That's something we've got to fix. But just because that happens, it doesn't mean we don't have to be hard on "not elite" criminals.

>If punishment was applied uniformly, maybe you'd have more people respecting the law?

I don't believe so. You think crack dealers, murderers or rapists do their thing because Mr. Richguy didn't go to prison for stealing a few millions? I don't see how those two things are related at all.

Maybe the case of some anarchist terrorists who wanted to sow discord through crime, but that's a tiny minority.

4 comments

Yeah, that's not true though. It depends on what your objectives are. Throwing away people who aren't well suited currently to living in society into a bin with a whole bunch of other such people, exploiting them, abusing them then releasing them back into society is a surefire plan for the 76% recidivism rates in the US. [1]

If you wrote an algorithm, then some tests, and your tests showed it failed 76% of the time, do you really think you'd look at that and think: "great, it's working, so let's do more of that?" If so, I doubt you'd be long for the world of paid employment. Yet that's exactly what you're advocating here. Assuming, that is, your goal is to reduce crime.

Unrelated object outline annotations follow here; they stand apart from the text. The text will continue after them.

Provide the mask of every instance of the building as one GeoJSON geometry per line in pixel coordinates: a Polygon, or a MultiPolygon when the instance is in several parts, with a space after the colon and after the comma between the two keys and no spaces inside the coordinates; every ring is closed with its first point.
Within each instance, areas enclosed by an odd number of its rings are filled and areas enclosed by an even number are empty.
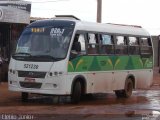
{"type": "MultiPolygon", "coordinates": [[[[9,61],[15,51],[17,40],[30,23],[31,2],[22,0],[0,1],[0,56],[9,61]]],[[[1,67],[1,78],[7,76],[8,63],[1,67]]]]}

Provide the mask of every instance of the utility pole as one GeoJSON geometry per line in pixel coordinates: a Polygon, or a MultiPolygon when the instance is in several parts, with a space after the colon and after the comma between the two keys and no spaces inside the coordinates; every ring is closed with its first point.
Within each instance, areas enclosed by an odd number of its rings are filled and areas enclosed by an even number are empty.
{"type": "Polygon", "coordinates": [[[97,0],[97,22],[102,22],[102,0],[97,0]]]}

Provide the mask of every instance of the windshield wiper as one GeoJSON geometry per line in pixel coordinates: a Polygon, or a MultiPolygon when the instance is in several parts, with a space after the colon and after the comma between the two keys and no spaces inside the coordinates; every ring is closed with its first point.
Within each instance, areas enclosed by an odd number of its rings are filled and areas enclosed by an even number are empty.
{"type": "Polygon", "coordinates": [[[32,56],[32,55],[30,53],[19,52],[19,53],[13,54],[13,56],[32,56]]]}

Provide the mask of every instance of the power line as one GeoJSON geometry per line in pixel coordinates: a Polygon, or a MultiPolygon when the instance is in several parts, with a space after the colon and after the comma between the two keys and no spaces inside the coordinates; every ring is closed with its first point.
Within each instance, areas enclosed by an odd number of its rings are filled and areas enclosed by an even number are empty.
{"type": "Polygon", "coordinates": [[[61,1],[69,1],[69,0],[54,0],[54,1],[39,1],[39,2],[32,2],[32,3],[50,3],[50,2],[61,2],[61,1]]]}

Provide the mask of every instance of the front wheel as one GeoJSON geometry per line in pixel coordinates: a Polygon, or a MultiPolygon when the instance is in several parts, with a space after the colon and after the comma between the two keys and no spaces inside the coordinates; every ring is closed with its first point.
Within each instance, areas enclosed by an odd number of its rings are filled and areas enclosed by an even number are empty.
{"type": "Polygon", "coordinates": [[[81,83],[80,81],[76,81],[73,86],[71,101],[72,103],[78,103],[81,98],[81,83]]]}
{"type": "Polygon", "coordinates": [[[21,93],[22,102],[27,102],[27,101],[28,101],[28,96],[29,96],[28,93],[22,92],[22,93],[21,93]]]}

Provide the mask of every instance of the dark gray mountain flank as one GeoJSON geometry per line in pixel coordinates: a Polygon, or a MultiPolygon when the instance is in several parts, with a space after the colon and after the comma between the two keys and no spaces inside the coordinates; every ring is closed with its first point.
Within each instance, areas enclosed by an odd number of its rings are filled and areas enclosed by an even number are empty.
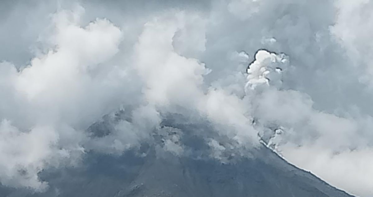
{"type": "Polygon", "coordinates": [[[230,158],[230,162],[204,156],[202,150],[207,146],[188,131],[196,125],[173,126],[185,131],[182,143],[193,153],[176,155],[156,139],[120,156],[91,153],[78,168],[41,173],[50,186],[46,192],[2,187],[0,196],[352,196],[289,164],[264,146],[248,150],[250,157],[230,158]]]}

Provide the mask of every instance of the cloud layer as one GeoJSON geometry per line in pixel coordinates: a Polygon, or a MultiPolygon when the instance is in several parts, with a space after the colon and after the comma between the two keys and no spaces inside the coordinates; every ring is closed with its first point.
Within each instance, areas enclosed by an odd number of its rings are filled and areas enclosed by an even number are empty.
{"type": "Polygon", "coordinates": [[[373,195],[369,1],[53,1],[3,5],[2,184],[43,191],[43,170],[154,132],[187,154],[182,131],[162,126],[178,114],[213,127],[200,135],[223,162],[261,139],[373,195]]]}

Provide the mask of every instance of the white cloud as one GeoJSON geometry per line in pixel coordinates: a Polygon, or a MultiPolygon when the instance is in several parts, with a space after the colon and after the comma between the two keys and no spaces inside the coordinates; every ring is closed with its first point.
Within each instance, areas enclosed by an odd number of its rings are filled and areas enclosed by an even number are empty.
{"type": "MultiPolygon", "coordinates": [[[[85,9],[71,1],[51,15],[56,8],[44,1],[9,6],[0,20],[9,29],[0,33],[2,184],[43,190],[43,169],[91,151],[121,154],[177,113],[212,125],[221,139],[205,140],[222,160],[281,127],[272,141],[288,160],[372,195],[369,1],[113,1],[85,9]],[[262,48],[289,57],[254,54],[262,48]],[[33,56],[26,66],[17,60],[33,56]],[[87,131],[100,121],[110,132],[87,131]]],[[[182,135],[165,139],[164,148],[182,154],[182,135]]]]}

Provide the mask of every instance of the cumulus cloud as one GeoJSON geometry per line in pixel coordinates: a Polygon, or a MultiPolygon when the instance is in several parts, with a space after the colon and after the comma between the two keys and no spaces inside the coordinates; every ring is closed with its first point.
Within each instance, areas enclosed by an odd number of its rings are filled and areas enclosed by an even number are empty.
{"type": "Polygon", "coordinates": [[[178,114],[213,127],[196,134],[210,157],[250,156],[261,140],[372,195],[369,1],[74,1],[4,4],[2,184],[43,191],[45,169],[158,137],[189,154],[162,125],[178,114]]]}

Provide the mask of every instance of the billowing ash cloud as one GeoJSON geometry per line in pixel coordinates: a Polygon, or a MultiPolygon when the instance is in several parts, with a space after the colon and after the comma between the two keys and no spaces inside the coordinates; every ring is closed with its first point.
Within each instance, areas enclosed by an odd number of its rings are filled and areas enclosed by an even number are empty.
{"type": "Polygon", "coordinates": [[[373,195],[370,2],[54,1],[0,6],[2,185],[144,142],[192,155],[172,117],[213,128],[201,155],[261,141],[373,195]]]}

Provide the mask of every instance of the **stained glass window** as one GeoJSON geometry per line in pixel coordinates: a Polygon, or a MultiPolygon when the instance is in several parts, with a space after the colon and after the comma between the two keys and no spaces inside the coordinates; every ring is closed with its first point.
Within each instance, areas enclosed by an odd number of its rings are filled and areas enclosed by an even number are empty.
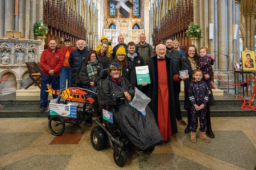
{"type": "Polygon", "coordinates": [[[135,24],[134,26],[133,26],[133,27],[132,27],[133,30],[138,30],[139,29],[140,29],[140,28],[139,28],[139,26],[137,24],[135,24]]]}
{"type": "Polygon", "coordinates": [[[113,2],[110,2],[110,15],[115,15],[115,4],[113,2]]]}
{"type": "Polygon", "coordinates": [[[115,29],[115,27],[114,25],[114,24],[112,24],[109,27],[109,29],[115,29]]]}
{"type": "Polygon", "coordinates": [[[133,16],[139,16],[139,1],[133,0],[133,16]]]}

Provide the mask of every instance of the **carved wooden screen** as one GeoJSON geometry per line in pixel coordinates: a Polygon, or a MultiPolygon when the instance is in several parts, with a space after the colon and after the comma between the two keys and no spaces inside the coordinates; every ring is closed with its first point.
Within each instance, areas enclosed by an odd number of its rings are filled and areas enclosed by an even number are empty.
{"type": "Polygon", "coordinates": [[[180,0],[176,8],[168,10],[168,13],[161,20],[158,28],[155,21],[153,44],[155,47],[164,44],[166,40],[177,39],[181,46],[189,45],[189,38],[185,32],[188,26],[193,19],[193,4],[191,0],[180,0]]]}
{"type": "Polygon", "coordinates": [[[43,22],[48,26],[49,31],[46,36],[46,44],[49,40],[54,39],[57,44],[63,44],[66,37],[75,45],[80,39],[86,40],[86,28],[84,20],[80,15],[78,16],[73,9],[68,7],[62,1],[44,0],[43,22]]]}

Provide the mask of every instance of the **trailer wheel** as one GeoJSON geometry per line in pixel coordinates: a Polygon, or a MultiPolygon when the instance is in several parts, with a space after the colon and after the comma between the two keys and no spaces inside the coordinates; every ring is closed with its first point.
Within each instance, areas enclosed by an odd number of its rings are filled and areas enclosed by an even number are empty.
{"type": "Polygon", "coordinates": [[[91,141],[95,150],[99,151],[105,148],[108,144],[108,135],[98,126],[91,131],[91,141]]]}
{"type": "Polygon", "coordinates": [[[48,126],[51,133],[54,135],[60,136],[65,130],[65,123],[62,118],[59,115],[53,115],[49,119],[48,126]]]}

Let's re-frame the conversation. If 76% of high school students failed to graduate, would you point at that and say the kids are scum, failures, it's their fault they couldn't hack it? Clearly the system works. Here's a pick-axe and a hard hat, good luck with your future in the coal mines. Or would you say hmm, clearly there's room for improvement in the way we teach people or the things we teach? Let's figure out how to fix this.

Now if you just want an institutionalized way to abuse people, it definitely fits the bill.

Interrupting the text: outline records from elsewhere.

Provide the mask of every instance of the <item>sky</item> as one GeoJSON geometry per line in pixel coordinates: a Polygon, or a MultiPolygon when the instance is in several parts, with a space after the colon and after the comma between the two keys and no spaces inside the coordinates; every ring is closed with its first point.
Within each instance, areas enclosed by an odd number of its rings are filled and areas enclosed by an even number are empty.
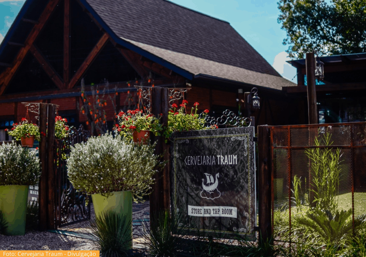
{"type": "MultiPolygon", "coordinates": [[[[277,22],[277,0],[171,0],[228,22],[284,78],[296,83],[296,69],[285,62],[290,58],[282,44],[286,33],[277,22]]],[[[25,1],[0,0],[0,42],[25,1]]]]}

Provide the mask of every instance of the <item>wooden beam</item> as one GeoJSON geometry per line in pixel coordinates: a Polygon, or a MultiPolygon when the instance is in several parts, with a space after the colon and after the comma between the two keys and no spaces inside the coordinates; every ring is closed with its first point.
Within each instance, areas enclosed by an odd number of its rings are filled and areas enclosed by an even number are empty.
{"type": "Polygon", "coordinates": [[[138,60],[134,58],[131,54],[130,51],[119,47],[117,47],[119,52],[123,56],[123,57],[128,62],[130,65],[132,66],[136,72],[142,78],[146,78],[149,76],[149,72],[141,65],[141,62],[138,60]]]}
{"type": "Polygon", "coordinates": [[[22,20],[24,22],[28,22],[28,23],[31,23],[33,24],[38,24],[39,23],[39,22],[38,20],[30,20],[29,19],[25,19],[23,18],[22,19],[22,20]]]}
{"type": "Polygon", "coordinates": [[[25,44],[25,46],[21,49],[18,53],[13,63],[13,66],[7,69],[0,75],[0,81],[3,82],[3,85],[0,87],[0,95],[2,95],[5,91],[15,72],[25,57],[29,48],[36,41],[43,26],[46,24],[46,22],[51,16],[60,1],[60,0],[50,0],[41,15],[39,23],[36,24],[27,38],[25,44]]]}
{"type": "MultiPolygon", "coordinates": [[[[334,91],[344,90],[365,90],[366,89],[366,83],[339,83],[332,84],[317,85],[317,92],[327,91],[331,93],[334,91]]],[[[287,93],[306,93],[307,87],[306,86],[298,86],[295,87],[283,87],[282,90],[287,93]]]]}
{"type": "Polygon", "coordinates": [[[24,44],[22,44],[20,43],[16,43],[15,42],[12,42],[11,41],[9,41],[8,42],[8,44],[10,45],[14,45],[16,46],[20,46],[21,47],[24,47],[25,45],[24,44]]]}
{"type": "Polygon", "coordinates": [[[5,66],[5,67],[11,67],[13,65],[10,63],[0,63],[0,66],[5,66]]]}
{"type": "Polygon", "coordinates": [[[271,226],[272,174],[270,127],[258,126],[258,215],[260,235],[265,242],[271,238],[273,233],[271,226]]]}
{"type": "Polygon", "coordinates": [[[60,76],[52,68],[49,63],[46,60],[46,58],[34,45],[32,45],[29,49],[29,50],[34,56],[43,69],[50,77],[53,83],[60,89],[63,88],[63,83],[60,76]]]}
{"type": "Polygon", "coordinates": [[[68,88],[72,88],[75,86],[78,81],[80,79],[80,78],[86,71],[90,65],[93,63],[95,58],[98,56],[98,54],[102,50],[103,47],[107,44],[109,38],[108,34],[105,33],[102,37],[99,39],[99,41],[97,43],[97,44],[94,46],[92,51],[89,53],[86,58],[84,61],[84,62],[81,64],[79,68],[79,69],[72,77],[70,83],[69,83],[68,88]]]}
{"type": "Polygon", "coordinates": [[[64,88],[70,80],[70,0],[65,0],[64,7],[64,88]]]}

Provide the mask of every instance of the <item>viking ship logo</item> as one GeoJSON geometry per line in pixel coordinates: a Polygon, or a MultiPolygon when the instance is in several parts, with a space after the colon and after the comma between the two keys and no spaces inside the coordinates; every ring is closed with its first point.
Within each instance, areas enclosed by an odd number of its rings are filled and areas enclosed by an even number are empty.
{"type": "Polygon", "coordinates": [[[221,193],[217,188],[220,175],[219,173],[217,173],[214,178],[213,176],[210,174],[205,173],[205,175],[206,176],[206,182],[205,183],[205,179],[202,179],[202,189],[201,194],[201,197],[213,200],[215,198],[218,198],[221,196],[221,193]]]}

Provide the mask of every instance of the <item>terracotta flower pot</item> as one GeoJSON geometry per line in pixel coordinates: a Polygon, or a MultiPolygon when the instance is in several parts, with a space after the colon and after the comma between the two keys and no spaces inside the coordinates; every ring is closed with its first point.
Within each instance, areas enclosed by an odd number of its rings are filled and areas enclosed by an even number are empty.
{"type": "Polygon", "coordinates": [[[20,141],[22,142],[22,146],[23,147],[33,147],[33,144],[34,142],[34,136],[31,136],[30,137],[22,137],[20,139],[20,141]]]}
{"type": "Polygon", "coordinates": [[[134,142],[135,143],[143,142],[146,143],[150,138],[150,132],[148,130],[142,130],[140,132],[134,131],[132,133],[134,142]]]}

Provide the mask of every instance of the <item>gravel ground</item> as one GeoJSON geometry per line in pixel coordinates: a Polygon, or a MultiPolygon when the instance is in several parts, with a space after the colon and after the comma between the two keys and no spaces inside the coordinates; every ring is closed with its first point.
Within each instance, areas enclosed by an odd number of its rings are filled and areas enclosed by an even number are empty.
{"type": "MultiPolygon", "coordinates": [[[[134,203],[132,219],[149,217],[149,203],[134,203]]],[[[91,207],[92,219],[94,216],[94,208],[91,207]]],[[[85,232],[90,224],[89,221],[73,224],[59,228],[60,230],[85,232]]],[[[134,226],[134,230],[135,227],[134,226]]],[[[24,235],[5,236],[0,235],[0,250],[79,250],[78,245],[85,239],[49,232],[26,231],[24,235]]],[[[90,250],[90,249],[85,250],[90,250]]]]}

[1] https://www.ussc.gov/research/research-reports/recidivism-am...

> it doesn't mean we don't have to be hard on "not elite" criminals.

Does being hard mean scamming them? Because that's what we're talking about here, not about applying longer sentences or other harsh punishments.

It’s often not even the prisoners who are scammed - the people paying for these things are disproportionately the wives, girlfriends and children left behind.
Not only is GP correct in that there are plenty of people that unduly evade prison, there's also plenty of people in there that don't belong there at all (innocents, but also folks that could have gotten off with community service or house arrest or ...).

In short, the US prison population is sufficiently skewed away from justice that holding incarceration against someone is disingenuous.

I'd say that the biggest cases of disrespect for the law, by far, are committed by those who hijack the concept itself in an attempt to force their morality on everyone else - eg the perpetrators of drug criminalization.

Law only works when the transgressors are few. When the law is at odds with society, society adopts to being at odds with the law. If one truly believes in the rule of law, then it behooves them to reject nonsensical applications of it that undermine its credibility.